Das Bundesgericht hat in einem anderen Sachverhalt im Dezember 2015 entschieden, dass Schülerinnen mit Kopftuch die öffentliche Schule besuchen dürfen, weil ein Kopftuchverbot die Religionsfreiheit verletze. Ebenso unterliegen Schülerinnen, anders als Lehrerinnen, nicht der Pflicht zur religiösen Neutralität. Gleichzeitig ist der Schulbesuch unter dem Aspekt der Integration und der Chancengleichheit zu gewährleisten. Das Bundesgericht hielt abschliessend fest, dass ein allfälliges Kopftuchverbot im Unterricht im Einzelfall ausgesprochen werden kann. Dies wenn beispielsweise ein öffentliches Interesse, wie die Rechte der Kinder oder Grundrechter Dritter, bestehe (Urteil 2C_121/2015 vom 11.12.2015).

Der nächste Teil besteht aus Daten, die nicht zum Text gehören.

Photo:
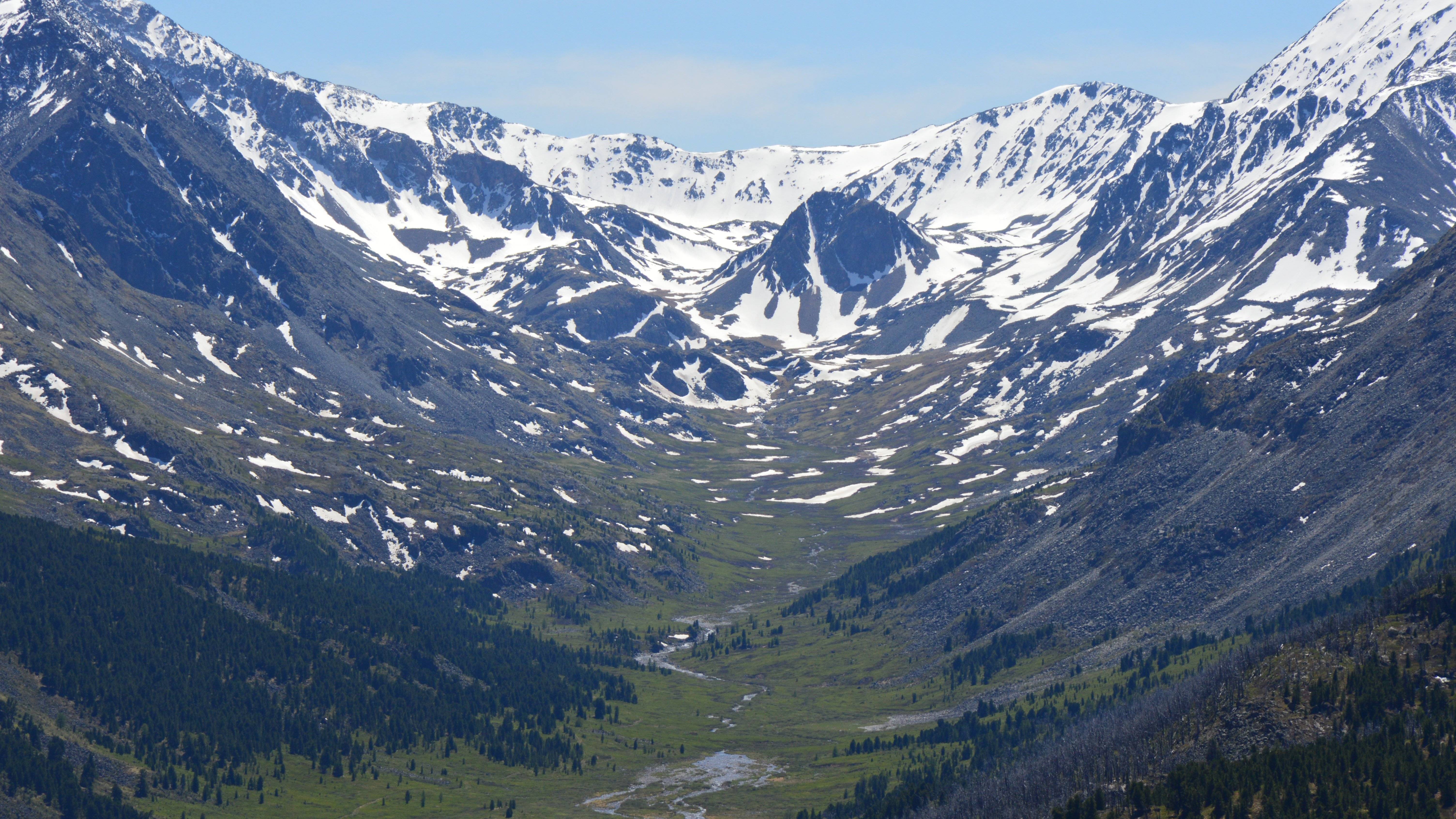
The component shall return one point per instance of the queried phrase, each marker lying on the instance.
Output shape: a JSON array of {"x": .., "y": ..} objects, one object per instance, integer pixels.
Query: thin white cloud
[{"x": 717, "y": 104}]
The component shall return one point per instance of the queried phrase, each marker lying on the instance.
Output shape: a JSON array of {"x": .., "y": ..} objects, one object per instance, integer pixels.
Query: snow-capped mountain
[
  {"x": 1320, "y": 174},
  {"x": 976, "y": 291}
]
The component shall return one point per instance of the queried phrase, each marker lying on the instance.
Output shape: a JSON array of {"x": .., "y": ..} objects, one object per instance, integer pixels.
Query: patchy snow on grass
[
  {"x": 331, "y": 517},
  {"x": 276, "y": 507},
  {"x": 832, "y": 495},
  {"x": 946, "y": 504},
  {"x": 205, "y": 348},
  {"x": 637, "y": 440},
  {"x": 874, "y": 513},
  {"x": 276, "y": 463}
]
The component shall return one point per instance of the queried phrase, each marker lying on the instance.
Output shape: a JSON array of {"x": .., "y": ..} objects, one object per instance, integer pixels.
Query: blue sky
[{"x": 713, "y": 76}]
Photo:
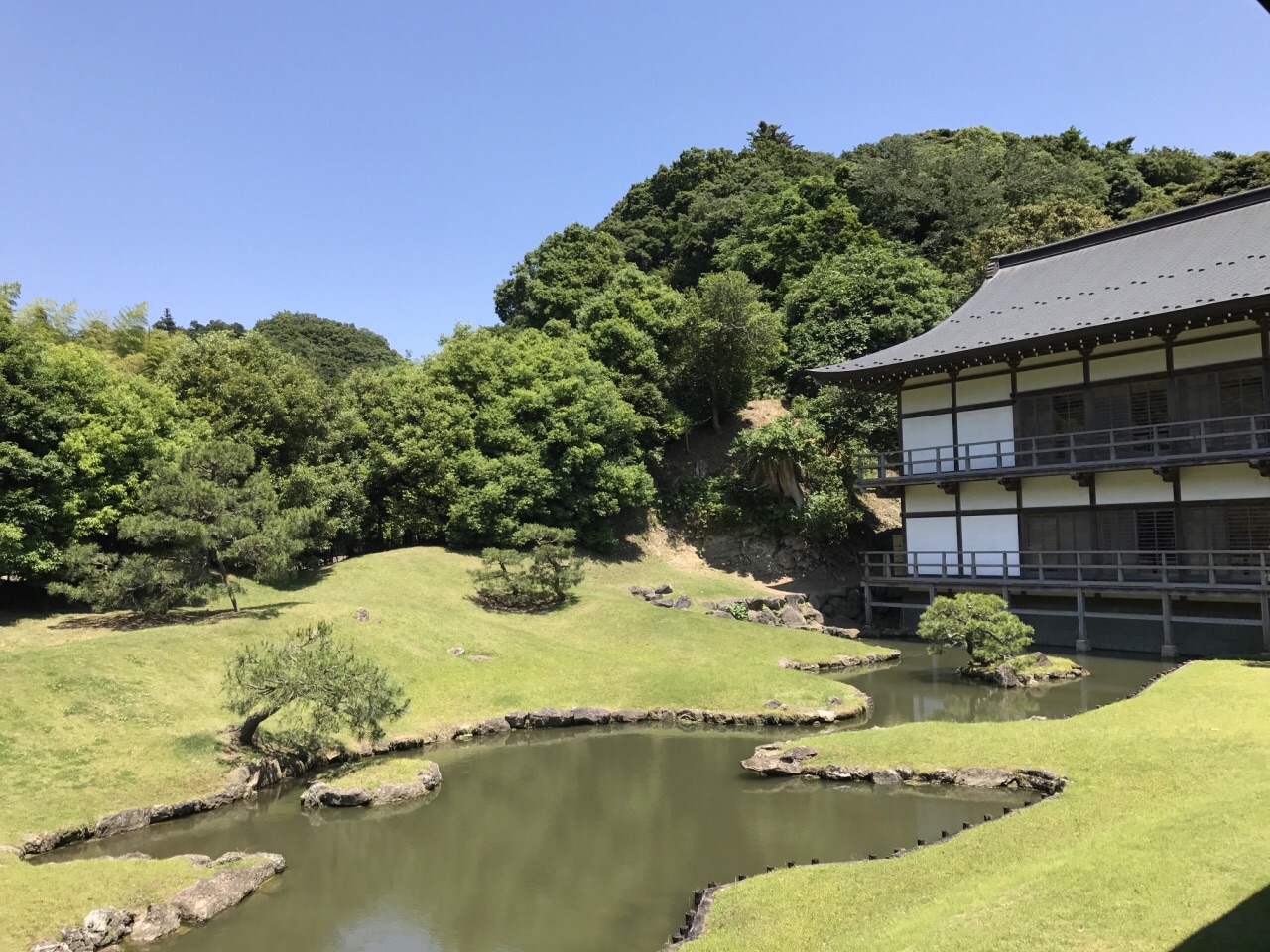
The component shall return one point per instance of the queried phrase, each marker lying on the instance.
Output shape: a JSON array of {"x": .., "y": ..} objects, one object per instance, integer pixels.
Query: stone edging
[
  {"x": 384, "y": 794},
  {"x": 702, "y": 900},
  {"x": 264, "y": 772},
  {"x": 197, "y": 902}
]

Es zählt was im Kopf drin und nicht was auf dem Kopf drauf ist
Staatliche Kopftuchverbote bewirken Ausgrenzung und Stigmatisierung und höhlen die Chancengleichheit der betroffenen muslimischen Frauen aus. Das Integrationsinteresse einer kopftuchtragenden Frau, sich sozio-kulturell wie ökonomisch in die Gesellschaft einzufinden, muss als gewichtiges öffentliches Interesse gelten – das eben diese Möglichkeit der sozialen und ökonomischen Eingliederung fordert, unabhängig der Religion. Entsprechend dürfen sich staatlich verordnete Verbote nicht auf das öffentliche Integrationsinteresse stützen. Im Gegenteil: der knapp 10-jährige Entscheid, der muslimischen Lehrerinnen das Tragen des Kopftuchs an der öffentlichen Schule verbietet, hat weitreichende Konsequenzen. Frauen, und dabei ausschliesslich muslimische Frauen, werden vom Lehrberuf an der öffentlichen Schule ausgeschlossen, sofern sie ein Kopftuch tragen wollen. Diese Praxis ist nicht nur hinsichtlich des Rechtgleichheitsgebots und dem Verbot der Diskriminierung aufgrund des Geschlechts und der Religion höchstproblematisch – nein – sie widerspricht auch den aktuellen (politischen und wirtschaftlichen) Forderungen nach stärkerer Einbindung der Frauen im Arbeitsmarkt.
Eine ähnliche Wirkung hat der im Personalstatut von Adliswil eingeführte Artikel. Dieser gibt zwar den Behörden erst eine gesetzliche Handhabung für ein Verbot von religiösen Symbolen. Gleichzeitig wirkt er aber abschreckend hinsichtlich allfälliger Bewerbungen und der aktiven Einbindung von muslimischen Frauen in den Arbeitsmarkt.
Sichtbare Vielfalt in der Gesellschaft und im Arbeitsleben kann nur geschaffen werden, wenn sie letztlich auch zugelassen wird. Dabei kann unter Umständen ein Eingriff in die Grundrechte Dritter gegeben sein. Fraglich ist jedoch, inwiefern diese so massiv sein sollen, dass mit generalpräventiven Verboten agiert werden muss.